‘This is ridiculous,’ she said, with as much calm as she could muster through the racing fury of her heart-beat. ‘Hurting John won’t do any good, I’ll never come back—’
‘You’ll never get the chance,’ he interrupted brutally. ‘You’re soiled merchandise and I only have the best.’ She knew he was lashing out through his own hurt, but hearing him speak like this was agonising. After all they’d shared, all the dreams for the future … ‘By the time I’ve finished with him no other woman will want him, that much I promise you.’
‘Blade—’ She caught herself abruptly. What could she say now? The hole was getting deeper and deeper, but she couldn’t let John take the brunt of this when all he had done was to offer comfort and refuge. ‘John is a friend, nothing more.’
‘Sure he is.’ He opened the car door abruptly and stepped out on to the springy coarse grass beyond. ‘I need some fresh air, something stinks in there.’
‘I mean it, Blade.’ She sprang out of the car, her voice desperate now. ‘Please listen to me.’
‘Listen to you?’ He swung round with such ferocity that she shrank back against the comforting bulk of the car, her eyes wide with fear. ‘Listen to you? Honey, you’re garbage plain and simple. You think lover-boy is in for a good hiding? How right you are.’ The black eyes were narrowed onyx slits. ‘And there hasn’t been a day in the last three months when I haven’t wished you were a man so I could exact the same punishment on you personally. But—’ he surveyed her with a bitter smile ‘—there are more ways than one to skin a rat.’
‘Blade—’ Her breath caught in her throat and she almost choked with fear. ‘Can’t you just give me a divorce and leave it at that—?’
‘You’ll get your divorce.’ A pair of rooks suddenly swooped down over their heads from a large oak tree at the side of the road, their harsh, raucous cry fitting the moment perfectly, and as Blade’s eyes followed the birds she flinched at the bleakness of his profile. But she had to do this. She had no other choice. This might hurt now, but if she stayed with him it would destroy him in the end. She had no other choice.

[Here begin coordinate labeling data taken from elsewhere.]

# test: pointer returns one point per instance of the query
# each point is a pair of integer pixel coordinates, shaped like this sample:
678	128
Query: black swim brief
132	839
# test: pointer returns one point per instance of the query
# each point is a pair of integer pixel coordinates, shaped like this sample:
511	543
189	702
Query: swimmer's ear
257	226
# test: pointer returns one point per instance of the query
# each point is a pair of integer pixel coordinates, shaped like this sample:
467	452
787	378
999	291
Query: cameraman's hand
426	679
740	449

‘Why, Amy?’ As he turned to confront her, it was the Blade she had been dreading through long restless nights of tossing and turning and tormented dreams. In his face was a glimpse of the Blade only she had known, vulnerable, assailable, with a capacity for tenderness that was unlimited. She could cope with the fierce hostile stranger breathing fire and damnation, but not this, never this. ‘What went wrong? I thought everything was so—’ He stopped suddenly, turning in one harsh movement to stare out over the hills again, his hands clenched fists in his pockets. ‘But I didn’t know you, did I? It was all make-believe, all of it.’
Oh, my darling. As she looked at the back of his head, the sunlight turning the burnished brown gold, she knew she was experiencing the worst that could ever happen to her. The future, with its promise of a living nightmare, was nothing compared to the piercing agony that was gripping her soul in a stranglehold, killing every spark of joy, every good thing. She would exist from this day but she wouldn’t really be alive. But she loved him too much to take him with her into the pit. This way he could recover and live his life. And he would recover. He was a survivor. He’d forget her in time and there would be countless women only too ready to help him.

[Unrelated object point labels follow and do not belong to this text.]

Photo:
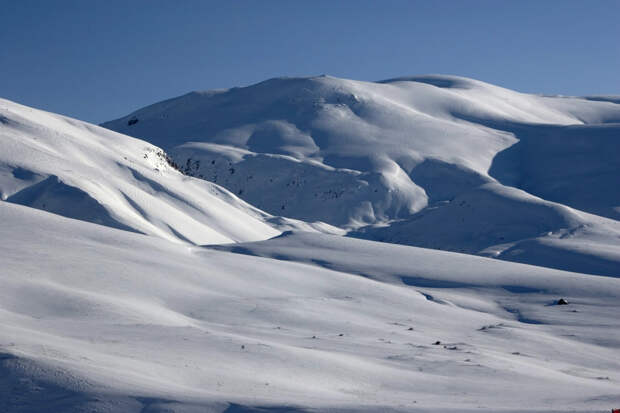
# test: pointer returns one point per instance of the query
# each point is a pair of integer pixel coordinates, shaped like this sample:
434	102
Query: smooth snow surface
434	161
82	171
99	319
130	283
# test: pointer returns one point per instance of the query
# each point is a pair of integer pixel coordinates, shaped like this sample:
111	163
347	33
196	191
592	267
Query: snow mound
85	172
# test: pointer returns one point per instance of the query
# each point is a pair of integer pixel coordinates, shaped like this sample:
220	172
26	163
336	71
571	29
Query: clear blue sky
99	59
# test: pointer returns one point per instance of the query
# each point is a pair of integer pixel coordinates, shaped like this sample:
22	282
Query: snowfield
432	161
228	262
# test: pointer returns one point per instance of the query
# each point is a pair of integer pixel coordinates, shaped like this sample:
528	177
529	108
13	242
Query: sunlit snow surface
126	286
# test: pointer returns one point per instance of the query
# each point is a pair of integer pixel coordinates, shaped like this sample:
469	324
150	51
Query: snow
113	318
127	285
434	161
85	172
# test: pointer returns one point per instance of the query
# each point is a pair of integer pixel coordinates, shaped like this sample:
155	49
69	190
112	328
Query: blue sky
97	60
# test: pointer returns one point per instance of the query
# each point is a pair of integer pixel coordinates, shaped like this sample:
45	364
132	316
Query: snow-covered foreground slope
82	171
98	319
435	161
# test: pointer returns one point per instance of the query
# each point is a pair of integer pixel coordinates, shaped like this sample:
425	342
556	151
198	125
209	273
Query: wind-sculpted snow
99	319
85	172
434	161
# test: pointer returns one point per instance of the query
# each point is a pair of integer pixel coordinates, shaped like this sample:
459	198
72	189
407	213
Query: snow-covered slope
86	172
435	161
98	319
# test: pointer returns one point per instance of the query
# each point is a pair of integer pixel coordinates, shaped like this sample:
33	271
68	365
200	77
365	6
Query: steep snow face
97	319
349	152
86	172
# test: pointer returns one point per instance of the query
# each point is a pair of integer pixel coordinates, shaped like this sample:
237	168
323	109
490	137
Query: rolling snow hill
434	161
85	172
98	319
128	286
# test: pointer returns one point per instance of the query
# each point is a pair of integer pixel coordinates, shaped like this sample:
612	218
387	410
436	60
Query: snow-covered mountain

Her eyes were dry. This pain was too deep for tears, and she turned blindly to look at a tiny farmhouse far in the distance from which a plume of smoke was slowly rising into the blue sky. ‘It was just one of those things,’ she said slowly as she forced the words out through stiff lips. ‘Life’s like that …’

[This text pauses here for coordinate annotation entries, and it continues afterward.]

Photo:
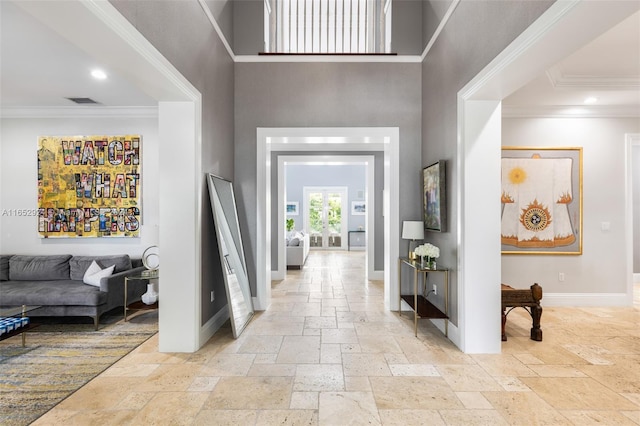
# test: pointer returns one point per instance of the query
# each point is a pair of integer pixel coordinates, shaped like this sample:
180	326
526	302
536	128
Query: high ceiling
39	68
608	68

‘Amy?’ She hadn’t been aware that he had turned and was watching her, and now, as she met his eyes, she quickly schooled her features into an acceptable mask. ‘There isn’t something more, is there? Something you aren’t telling me?’
She stared at him, her heart pounding and her mouth dry. She should have been on her guard every second, she shouldn’t have relaxed for a moment. He was too intuitive, too perceptive. How many times had she seen him go straight for the jugular in the past and marvelled at his ability to see beyond the obvious, to expose every little weakness? The same attributes that made him so formidable in business were in force now and she must be careful, very careful.
‘Aren’t the facts enough?’ she said tightly. ‘Do you want more skeletons from the closet? Well, I’m sorry, I can’t oblige you, Blade. You’ll have to hate me for what you know; there isn’t more.’